StarCraft Agent — Tactics Gets a Brain
Date: 2026-04-08 Type: phase-update
What I wanted: GOAP, built on top of Drools
TacticsTask has been a stub since Phase 0. The agent can decide macro
strategy with Drools, manage the economy with Quarkus Flow, but unit
micromanagement — attack, retreat, kite, focus — has been a switch statement
on the strategy string.
The obvious next step was gdx-ai. It has behaviour trees, pathfinding, steering — everything I’d need. But it’s JVM-only, no GraalVM metadata, and I’ve always wanted to build GOAP on top of Drools. This was the chance.
The question was what “GOAP on Drools” actually means architecturally. Drools is a forward-chaining rule engine. GOAP classically uses A* to search over a graph of world states. They don’t compose obviously.
The architecture that emerged: action compiler, not planner
I took the design question to Claude. We worked through three options before landing on one.
The instinctive move is to use Drools at every A* search node — insert a hypothetical world state, fire rules, see which actions are applicable. Clean separation. It also requires cloning the Drools session per search node, which is expensive and increasingly impractical at planning depth.
The better model: Drools fires once per tick. It classifies units into
groups — low-health, in-range, out-of-range — and emits a list of applicable
action names. Java parses that output into GoapAction records with
preconditions, effects, and cost. Then a pure Java A* planner searches over
WorldState clones using those records. Drools and A* are decoupled at the
GoapAction boundary.
Drools as action compiler, not planner. One session per tick, not one per search node. GE-0105 is in the garden.
Goal assignment uses two levels: the strategic posture from DroolsStrategyTask
(ATTACK/DEFEND/MACRO) sets the army-level goal. Drools Phase 1 rules then
decompose it into per-group sub-goals based on each unit’s actual situation.
That policy sits in DRL, so it’s hot-reloadable without a restart — you can
tune tactical aggression without touching a line of Java.
The DataStore trap
Building the two-phase DRL rules surfaced a constraint I hadn’t anticipated.
Phase 1 classifies units and writes group IDs to a List<String>. Phase 2
should fire based on which groups exist. But Drools doesn’t know the list
changed — it has no hook into plain Java collections. Phase 2 rules were
silently never re-evaluated.
The fix: Phase 1 also inserts group IDs into a DataStore<String> called
activeGroups. DataStore insertions trigger Drools agenda re-evaluation.
Phase 2 pattern-matches on that DataStore instead:
rule "Action: Retreat available"
salience 110
when
/activeGroups[ this == "low-health" ]
then
actionDecisions.add("RETREAT:1");
end
GE-0109 is in the garden. The kind of thing that takes a morning to diagnose if you don’t know to look for it.
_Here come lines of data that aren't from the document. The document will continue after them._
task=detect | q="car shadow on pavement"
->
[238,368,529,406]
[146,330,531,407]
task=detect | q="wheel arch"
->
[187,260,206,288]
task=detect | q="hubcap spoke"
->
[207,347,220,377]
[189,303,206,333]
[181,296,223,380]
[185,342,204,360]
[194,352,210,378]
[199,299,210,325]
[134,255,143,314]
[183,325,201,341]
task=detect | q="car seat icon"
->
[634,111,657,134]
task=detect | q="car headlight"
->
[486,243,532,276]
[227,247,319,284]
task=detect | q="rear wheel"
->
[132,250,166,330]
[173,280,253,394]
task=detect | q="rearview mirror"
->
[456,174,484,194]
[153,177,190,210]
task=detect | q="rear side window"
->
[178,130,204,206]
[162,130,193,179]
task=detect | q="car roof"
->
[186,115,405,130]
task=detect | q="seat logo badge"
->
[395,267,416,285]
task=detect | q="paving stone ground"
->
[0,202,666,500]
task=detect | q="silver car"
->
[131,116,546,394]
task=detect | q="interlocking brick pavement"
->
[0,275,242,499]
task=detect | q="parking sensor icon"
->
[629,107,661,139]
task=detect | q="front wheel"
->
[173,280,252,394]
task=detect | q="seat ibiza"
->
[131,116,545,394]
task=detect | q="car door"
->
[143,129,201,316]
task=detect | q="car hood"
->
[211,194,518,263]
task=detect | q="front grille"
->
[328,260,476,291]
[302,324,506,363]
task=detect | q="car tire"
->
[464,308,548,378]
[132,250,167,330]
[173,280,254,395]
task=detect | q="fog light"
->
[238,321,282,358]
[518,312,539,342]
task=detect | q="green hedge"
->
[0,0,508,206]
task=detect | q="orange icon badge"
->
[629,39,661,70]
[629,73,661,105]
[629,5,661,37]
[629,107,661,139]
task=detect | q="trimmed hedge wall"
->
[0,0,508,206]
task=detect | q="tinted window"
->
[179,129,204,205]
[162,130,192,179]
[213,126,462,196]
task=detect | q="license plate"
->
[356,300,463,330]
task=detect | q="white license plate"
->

Five tasks, one code quality catch
We implemented this through a subagent pipeline — five tasks dispatched to fresh Claude instances, with a two-stage review after each: spec compliance first, then code quality.
The code quality reviewer caught something real on Task 1. WorldState wasn’t
truly immutable. The constructor took a Map<String, Boolean> without copying
it — any caller holding the original map could mutate the record’s internals
silently. The implementation compiled. All tests passed. The contract was still
broken.
The fix was a compact constructor:
public WorldState {
conditions = Map.copyOf(conditions);
}
That’s exactly why the two-stage review exists.
152 tests now. DroolsTacticsTask replaced BasicTacticsTask as the active
CDI bean. Three of four plugin seams are real. ScoutingTask is next.